In fact, the 42-year-old is now ready to return to the job market.

His playing career took in spells in Argentina (River Plate, San Lorenzo), Spain (Atletico Madrid and Real), Italy (Inter Milan), Mexico (Atlante) and Uruguay (Penarol), but could a managerial job in England be an option?

"I would like to coach in Europe, in a serious project in one of the big leagues," he said.

"I saw the Premier League last year and how it grew so much. It was a fantastic campaign for the English teams. There are so many different cultures as well - you have Spanish coaches, German coaches, English coaches, coaches from all over the world who have made it grow.

"The type of football I like is when the team is the protagonist, offensive football, high tempo and aggressive but in order to achieve that you have to defend high, have fast transitions, and of course talent is a big part of that.

"The statistics in the Premier League are amazing and confirm things are changing. Fifteen years ago there were just three games where one team averaged 70% of possession. Three years ago that went up to 30 games. Two years ago it was 60 games and last year there were 67 games in which one team had 70% of possession."

Tottenham manager Pochettino and Manchester City boss Guardiola are examples of two men who have made a major impact after swapping other major European leagues for the Premier League.

Pochettino grew up in the same Argentina province - Sante Fe - as Solari.

"I am not friends with him but I know him and I admire him and what he has done last year and the year before," said Solari. "It didn't just happen that he got to the final of the Champions League - it was something that was growing over four or five years."

On similarities between Pochettino and Guardiola, Solari is quick to point out that while they have both achieved great things in the English game, they are very different people.

"I don't think we can put them in the same package," he said.

"They have coached different teams. I would like to see Pochettino with one of the really big teams soon because he deserves the opportunity.

"On the other hand Pep has only ever worked with top teams. He delivered in Spain, he delivered in Germany and he delivered in England. We'll see now what his next step will be.

"But they are both top coaches and I have nothing but respect and admiration."

'Born into football'

Solari was, perhaps, destined for a life in football.

His uncle, Jorge, boasted an illustrious record as a player and later as a coach but will probably be best remembered as part of the Argentina side that played in the infamous 1-0 quarter final defeat by England at Wembley in the 1966 World Cup finals. Jorge was booked for dissent, or rather for what Jimmy Hill quaintly referred to as "violence of the tongue".

"I was born into football," said Santiago Solari. "By the time I was born my father was already a coach.

"My uncle coached 20 teams in eight countries. My father coached 14 teams in five countries.

"Many of them I followed because the family followed so I grew up in many places like Colombia, Mexico, Saudi Arabia, Tenerife and in many different cities. I grew up watching my father watching videos. He had this huge collection of video tapes in the house.
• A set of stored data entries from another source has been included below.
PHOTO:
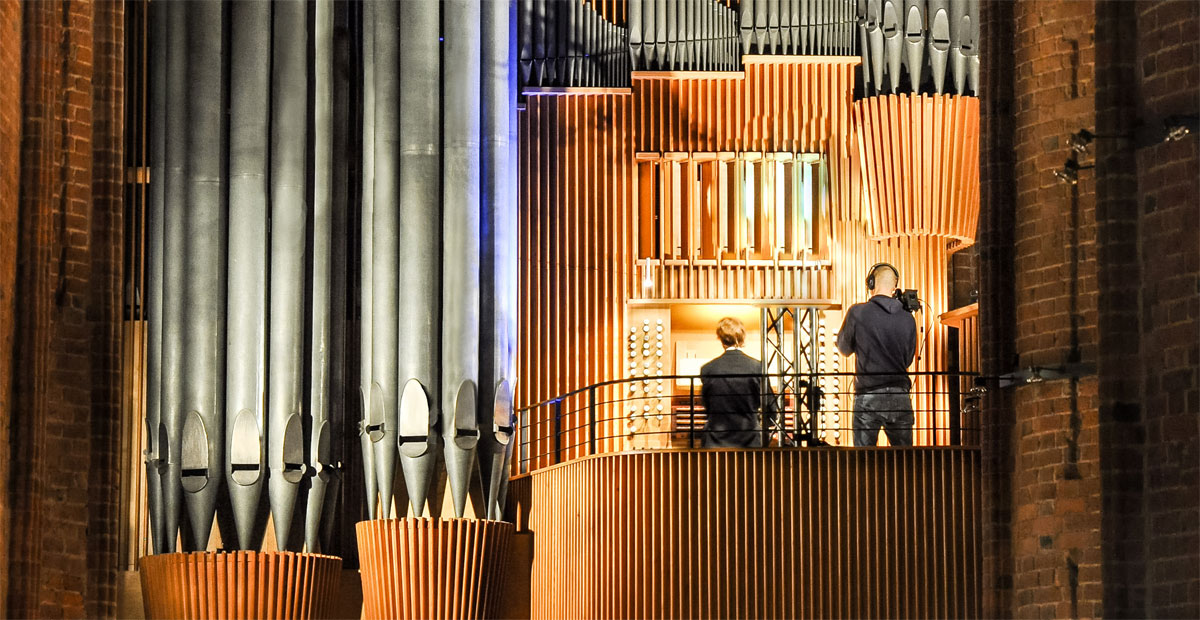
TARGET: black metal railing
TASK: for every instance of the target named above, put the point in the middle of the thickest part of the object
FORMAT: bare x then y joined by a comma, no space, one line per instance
667,413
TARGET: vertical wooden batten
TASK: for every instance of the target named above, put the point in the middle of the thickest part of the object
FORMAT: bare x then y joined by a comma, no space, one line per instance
423,567
240,584
771,533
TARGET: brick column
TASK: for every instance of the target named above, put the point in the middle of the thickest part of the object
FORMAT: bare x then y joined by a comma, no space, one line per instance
997,324
1168,65
64,437
105,311
1119,313
1056,487
10,168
More than 3,000.

"Football was not just a game, it was a way of life.

"Me and my brothers were always going to the training sessions waiting for everybody to leave so we could get on to the pitch and play."
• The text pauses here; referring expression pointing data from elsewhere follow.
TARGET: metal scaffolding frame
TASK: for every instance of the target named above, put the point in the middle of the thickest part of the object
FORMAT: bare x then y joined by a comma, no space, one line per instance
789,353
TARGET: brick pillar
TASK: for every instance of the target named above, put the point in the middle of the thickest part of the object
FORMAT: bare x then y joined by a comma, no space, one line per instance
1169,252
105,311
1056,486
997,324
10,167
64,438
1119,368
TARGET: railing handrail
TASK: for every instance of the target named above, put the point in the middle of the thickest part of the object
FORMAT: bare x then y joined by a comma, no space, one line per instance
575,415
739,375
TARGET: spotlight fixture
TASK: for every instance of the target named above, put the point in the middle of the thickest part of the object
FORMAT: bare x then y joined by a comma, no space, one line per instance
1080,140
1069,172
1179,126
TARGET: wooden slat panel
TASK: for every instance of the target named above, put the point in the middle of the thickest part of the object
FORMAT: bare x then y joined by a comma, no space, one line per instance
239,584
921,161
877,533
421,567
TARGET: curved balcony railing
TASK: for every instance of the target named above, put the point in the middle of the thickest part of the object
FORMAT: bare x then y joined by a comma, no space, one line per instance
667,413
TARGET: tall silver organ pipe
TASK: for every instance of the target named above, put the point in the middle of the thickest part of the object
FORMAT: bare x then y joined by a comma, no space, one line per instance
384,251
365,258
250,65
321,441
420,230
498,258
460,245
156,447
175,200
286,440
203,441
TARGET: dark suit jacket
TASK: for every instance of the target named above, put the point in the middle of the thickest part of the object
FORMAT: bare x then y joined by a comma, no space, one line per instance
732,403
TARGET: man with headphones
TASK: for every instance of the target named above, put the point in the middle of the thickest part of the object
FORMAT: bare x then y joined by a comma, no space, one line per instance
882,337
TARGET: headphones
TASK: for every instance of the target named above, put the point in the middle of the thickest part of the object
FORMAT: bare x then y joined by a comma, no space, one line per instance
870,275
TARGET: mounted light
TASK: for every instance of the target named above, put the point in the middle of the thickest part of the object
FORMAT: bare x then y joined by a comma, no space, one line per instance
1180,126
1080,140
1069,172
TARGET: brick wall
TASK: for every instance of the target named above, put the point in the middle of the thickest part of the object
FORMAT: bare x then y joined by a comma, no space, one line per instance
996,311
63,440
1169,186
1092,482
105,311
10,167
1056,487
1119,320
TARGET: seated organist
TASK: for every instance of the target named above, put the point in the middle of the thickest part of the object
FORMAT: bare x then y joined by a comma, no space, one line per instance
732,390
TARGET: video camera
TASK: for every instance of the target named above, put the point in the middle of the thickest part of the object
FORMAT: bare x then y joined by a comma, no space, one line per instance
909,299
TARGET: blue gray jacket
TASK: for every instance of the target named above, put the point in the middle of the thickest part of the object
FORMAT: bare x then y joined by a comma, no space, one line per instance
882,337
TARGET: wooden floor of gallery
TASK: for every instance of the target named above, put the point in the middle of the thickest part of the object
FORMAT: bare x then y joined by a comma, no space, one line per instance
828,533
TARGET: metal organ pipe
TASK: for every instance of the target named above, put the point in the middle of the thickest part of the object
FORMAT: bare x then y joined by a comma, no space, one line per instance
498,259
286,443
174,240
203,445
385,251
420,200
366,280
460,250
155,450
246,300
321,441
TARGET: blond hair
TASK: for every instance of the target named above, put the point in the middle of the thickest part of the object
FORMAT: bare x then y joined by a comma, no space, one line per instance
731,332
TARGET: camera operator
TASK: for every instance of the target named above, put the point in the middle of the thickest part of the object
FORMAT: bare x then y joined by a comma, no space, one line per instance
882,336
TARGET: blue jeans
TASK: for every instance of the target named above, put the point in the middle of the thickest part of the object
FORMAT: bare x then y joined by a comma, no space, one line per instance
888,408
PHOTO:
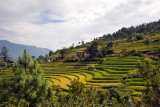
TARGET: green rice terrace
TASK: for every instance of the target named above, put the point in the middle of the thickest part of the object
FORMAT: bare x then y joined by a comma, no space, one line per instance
116,72
111,73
Both his brothers, David and Esteban, became professional footballers and the only sibling not to was his sister, Maria Isabel (Liz) Solari, who is today a leading actress.

"With certain families all of them are lawyers or journalists," he said. "With us it was very natural that we would be footballers, even my sister. We sometimes made her play in goal."

That early love for the game is something he retains - even now after the scars of being sacked from a dream job.

When I ask him to describe football in one word, he offers up three: "passion, love, joy".

"If you lose the emotional approach to the game then you are lost," he said. "That's how we get in touch with football when we are four, five and six years old, when you start playing around at school with the ball with your friends. For the joy, the love of the game.

"Even in professionalism we cannot lose that."